Environnement

Lanzarote possède le paysage le plus singulier de l’archipel canarien, façonné par la lave des nombreux volcans, et un aspect lunaire atteignant des nuances spectaculaires au parc national de Timanfaya.

Malgré le manque de pluie endémique et la proximité de l’Afrique chaude, l’île réunit les conditions pour la viticulture, un miracle en partie dû au travail incessant des viticulteurs et à l’action bénéfique des vents alizés qui transportent l’humidité de l’Atlantique dans sa géographie tourmentée. La viticulture de Lanzarote est l’un des exemples les plus évidents de la lutte poignante entre l’homme et l’environnement.

Après une longue bataille contre la lave en quête de terre végétale, le viticulteur a également dû affronter le manque de pluie (précipitation moyenne annuelle de 150 mm), malgré la présence des vents alizés condensant l’humidité de l’océan sur la couche volcanique poreuse, qui agit telle une éponge obscure qui retient la rosée et la transmet à la vigne durant la journée ; une osmose très lente qui permet de produire d’excellents fruits sur la cendre volcanique, quelque chose que les conejeros (habitants de Lanzarote) ont su exploiter savamment.

L’agriculteur a pratiqué des trous en forme d’entonnoir dans la couche de cendre volcanique jusqu’à se rapprocher de la terre végétale, et au fond des trous, parfois de plus de deux mètres de profondeur, il plante une à trois vignes par trou et construit des murets semi-circulaires en pierre, de 60-70 cm de haut, pour protéger les trous du vent constant et éviter que les plantes soient recouvertes par la cendre volcanique. Dans les zones où la couche de lapilli est moins épaisse (Tinajo, Masdache, Ye-Lajares), ces murets semi-circulaires sont construits pour protéger la vigne du vent.

En général, le viticulteur de Lanzarote, grâce à son travail constant et tenace, a su s’intégrer pleinement au paysage naturel en respectant la nature rude et chaotique dans des milieux fascinants capables de produire une activité impensable.
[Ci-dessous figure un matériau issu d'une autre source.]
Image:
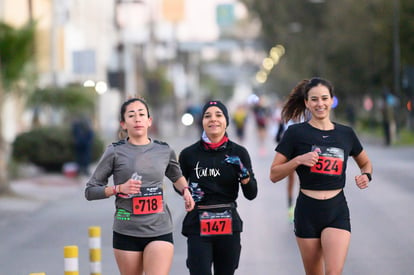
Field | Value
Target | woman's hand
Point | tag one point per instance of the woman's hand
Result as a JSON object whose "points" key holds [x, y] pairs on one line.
{"points": [[188, 200]]}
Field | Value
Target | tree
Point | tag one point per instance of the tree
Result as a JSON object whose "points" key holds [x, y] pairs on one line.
{"points": [[16, 52], [348, 42]]}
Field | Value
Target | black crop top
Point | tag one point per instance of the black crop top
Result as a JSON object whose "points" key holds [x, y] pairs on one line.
{"points": [[334, 147]]}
Chaque système se distingue par son originalité et sa beauté, notamment dans la zone de La Geria. Cela a permis de parsemer le paysage de l’île de vignobles sur un total de 2 000 ha. Des vignobles qui produisent logiquement, après tant d’efforts et d’ingéniosité, d’excellents vins.

La zone de production de cette appellation d’origine s’étend sur les communes de l’île, notamment dans trois zones viticoles principales:

  • La Geria: Zone de vignobles située entre les communes de Yaiza et Tías. Fruit des éruptions volcaniques, l’ensablement est naturel jusqu’à 5 m de profondeur.
  • Masdache: il s’agit de la plus grande zone, qui peut se diviser en deux sous-zones, celle de Tinajo, dont le système de culture se caractérise par la tranchée périmétrale, et Masdache, avec de grandes étendues de vignobles.
  • Ye-Lajares: zone située entre les communes de Haría et Teguise. C’est une zone à faible productivité en raison de son type de sol. La distance de plantation est unique au monde. Sa récolte est la plus précoce, les vendanges commençant en juillet. Le moût termine sa fermentation alors que le beaujolais (apparemment le vin le plus précoce d’Europe) est encore sur la vigne.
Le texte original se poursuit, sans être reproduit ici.